A grande experiência forte foi o ano em que estudei cá em Portugal, de facto. Foi no meu quinto ano (em Itália para além do quinto ano, há uma tese de dois anos e tal, que fiz depois), na altura, este programa Erasmus foi muito marcante para mim, em todos os sentidos. Cheguei aqui, a uma escola muito mais pequena, ainda no centro, na Baixa, em Belas Artes, e adorei logo isso. Tive a sorte de fazer o projeto de quinto ano com João Luís Carrilho da Graça e isso foi, como podem imaginar, muito marcante, porque chegando de uma cultura muito historicizada, encontrei aqui uma aproximação ao projeto muito mais direta, muito mais pragmática.  Descobrir o uso da maquete como metodologia projetual, e não como resultado final, como era corrente em Milão, foi incrível. E paralelamente, o facto de sair de casa, o facto de viver sozinho e toda a experiência que a isso está ligada foi também importante.

 

Outra parte fantástica de estar em Portugal era, por assim dizer, “assaltar” obras, ou seja, era normal, com um grupo de estudantes, no fim de semana, entrar nas obras às escondidas (o controle na altura, não era como hoje). Portanto, esta aproximação à obra, entrar nas obras de Álvaro Siza, nas obras de João Luís Carrilho da Graça, foi uma coisa marcante. É claro que isso não foi só no Erasmus, porque depois voltei, para o estágio, etc. Portanto foi ao longo dos anos que visitei a escola de Setúbal em construção, de Álvaro Siza, a Biblioteca de Aveiro em construção (andei lá no telhado), ou seja, há experiências que marcaram mesmo. E’ evidente que depois disso não se pode voltar atrás. Voltas para Itália com uma maneira diferente de ver as coisas.

 

© Gonçalo Henriques + Estudo Prévio

 

Na altura, Portugal estava num momento de grande expansão, a entrada na comunidade europeia, etc., grandes obras, grandes arquitetos, era um momento, digo eu, muito prospero. Quando voltei para Milão licenciei-me com o arquiteto professor Fredi Drugman,que era um professor da “velha guarda”, mas muito aberto (ele estudou com o Franco Albini, e foi assistente dele também), fora daquele contexto um pouco “Rossiano”, digamos, e consegui acabar o curso com um projeto que tinha a ver muito também com a experiência de cá.

 

E depois, a experiência não acaba, porque nunca se para de estudar, por isso, voltei a Portugal em vários momentos, e passei por vários ateliers.  A formação real faz-se nestes ateliers, porque, afinal, a escola nunca te dá uma formação muito técnica e não se sai da escola muito preparado, eu acho.
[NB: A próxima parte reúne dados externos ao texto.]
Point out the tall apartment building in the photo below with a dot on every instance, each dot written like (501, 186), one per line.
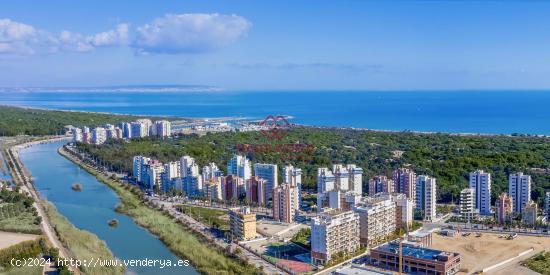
(504, 208)
(285, 202)
(99, 135)
(529, 213)
(269, 173)
(162, 128)
(242, 223)
(381, 184)
(480, 181)
(426, 196)
(332, 233)
(239, 166)
(255, 190)
(376, 220)
(405, 182)
(293, 175)
(468, 209)
(519, 188)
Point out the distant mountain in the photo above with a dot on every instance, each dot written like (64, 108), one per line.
(124, 89)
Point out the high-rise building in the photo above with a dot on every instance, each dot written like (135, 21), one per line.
(405, 182)
(332, 233)
(529, 213)
(504, 208)
(255, 190)
(426, 197)
(376, 220)
(380, 184)
(99, 135)
(242, 223)
(468, 209)
(355, 179)
(162, 128)
(519, 188)
(269, 173)
(285, 202)
(480, 181)
(239, 166)
(293, 175)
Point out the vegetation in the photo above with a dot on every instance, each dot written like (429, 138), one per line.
(204, 256)
(540, 263)
(17, 121)
(302, 238)
(449, 158)
(82, 245)
(210, 217)
(17, 213)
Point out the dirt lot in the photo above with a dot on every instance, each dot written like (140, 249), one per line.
(481, 252)
(9, 239)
Iniciei no atelier doFernando Salvador e Margarida Grácio Nunes (onde encontrei o Ricardo Carvalho), concluindo com uma experiência mais longa no atelier de João Luís Carrilho da Graça, tendo sido, finalmente, a maneira de entrar mais em contacto com o trabalho dele. E foi ali que eu e a Mónica Margarido nos conhecemos. Foi a experiência final da formação (já tinha trinta e tal anos), porque, de facto, teve um impacto muito forte entrar num atelier muito estruturado, com um sistema muito bem planificado de desenhos, de maneiras de organizar e de gerir um projeto de execução. Se bem me lembro, os primeiros projetos de execução que fiz foram ali. Penso que a nossa base nasce mesmo desta experiência muito intensa (na altura trabalhava também aos fins de semana, ou à noite) era um período de grande impacto.

 

Deixa-me voltar um pouco atrás. Quando nós nos conhecemos, no final dos anos noventa e trabalhámos juntos (o que foi ótimo, tínhamos uma sala só para nós) eu lembro-me de que tu tinhas uma particularidade como arquiteto – é que tu já tinhas construído.

Sim, é verdade.

 

Construíste muito jovem, queres contar-nos essa experiência?
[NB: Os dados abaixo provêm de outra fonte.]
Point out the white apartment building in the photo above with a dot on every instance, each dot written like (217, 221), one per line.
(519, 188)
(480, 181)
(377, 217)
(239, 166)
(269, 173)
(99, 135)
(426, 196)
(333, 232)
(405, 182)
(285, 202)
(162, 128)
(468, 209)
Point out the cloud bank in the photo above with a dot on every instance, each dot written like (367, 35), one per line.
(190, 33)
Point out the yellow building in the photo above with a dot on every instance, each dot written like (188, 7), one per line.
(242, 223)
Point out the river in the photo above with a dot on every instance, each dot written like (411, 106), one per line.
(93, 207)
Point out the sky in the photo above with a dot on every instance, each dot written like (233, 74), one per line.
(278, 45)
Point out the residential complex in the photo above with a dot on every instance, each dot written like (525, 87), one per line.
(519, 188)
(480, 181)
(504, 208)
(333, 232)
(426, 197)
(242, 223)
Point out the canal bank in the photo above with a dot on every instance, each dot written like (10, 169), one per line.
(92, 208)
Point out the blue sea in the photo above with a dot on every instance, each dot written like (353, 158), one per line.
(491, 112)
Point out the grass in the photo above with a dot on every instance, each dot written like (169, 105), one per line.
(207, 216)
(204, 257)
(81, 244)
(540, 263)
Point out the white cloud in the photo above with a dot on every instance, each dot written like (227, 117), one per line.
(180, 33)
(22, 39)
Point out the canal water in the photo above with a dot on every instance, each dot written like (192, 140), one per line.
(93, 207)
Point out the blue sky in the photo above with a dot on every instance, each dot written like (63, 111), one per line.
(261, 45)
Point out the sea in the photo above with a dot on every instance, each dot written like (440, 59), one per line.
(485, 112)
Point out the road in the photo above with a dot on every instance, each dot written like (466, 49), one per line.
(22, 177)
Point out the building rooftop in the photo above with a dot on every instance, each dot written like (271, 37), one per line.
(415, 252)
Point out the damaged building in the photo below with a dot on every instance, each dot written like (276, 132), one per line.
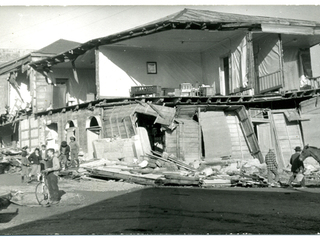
(198, 85)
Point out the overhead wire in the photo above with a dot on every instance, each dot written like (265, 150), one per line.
(70, 19)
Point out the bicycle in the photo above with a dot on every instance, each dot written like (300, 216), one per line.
(42, 191)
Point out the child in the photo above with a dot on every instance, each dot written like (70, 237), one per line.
(24, 166)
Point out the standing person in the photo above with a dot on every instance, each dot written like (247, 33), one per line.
(52, 170)
(64, 153)
(24, 166)
(43, 153)
(296, 154)
(297, 166)
(272, 167)
(74, 150)
(35, 159)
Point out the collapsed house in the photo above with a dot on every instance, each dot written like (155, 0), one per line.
(200, 84)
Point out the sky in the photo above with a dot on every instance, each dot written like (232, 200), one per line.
(35, 24)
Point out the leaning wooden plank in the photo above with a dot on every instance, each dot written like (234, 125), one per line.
(170, 161)
(182, 164)
(180, 177)
(126, 176)
(179, 182)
Sim, eu, como estava a dizer, também na universidade não gostava de estar parado, o único meio que conhecia na altura era participar em concursos. Fiz com outros colegas pequenos concursos em Itália, e se não foi o primeiro, o segundo ganhámos (já é uma coisa muito antiga): eram habitações sociais, uma remodelação com ampliação de um antigo edifício escolar, com oito ou nove pequenos apartamentos num contexto agrícola, fora da cidade de Brescia. E foi uma situação, não posso dizer marcante, foi um concurso, era um projeto para fazer, mas depois infelizmente não nos deram a direção da obra, como era costume na altura (e ainda é hoje assim). Portanto, são aquelas coisas que nascem, de certa forma, mas depois são como um filho que tem de ir um pouco sozinho. Penso que a obra foi acabada mais tarde, e foi acabada, devo dizer, mais ou menos como o projeto, mas, lá está, nunca há aquele controlo que seria possível.

 

Certo, mas fez de ti um arquiteto italiano muito diferente da esmagadora maioria, porque, se confrontarmos a experiência italiana com a portuguesa, há exatamente esta vertigem de ser muito difícil construir, e tu, um arquiteto italiano que se interessou por Portugal, quando vens para Portugal, já depois da universidade, já vens com uma experiência de uma obra, o que também fez de ti um caso muito diferente.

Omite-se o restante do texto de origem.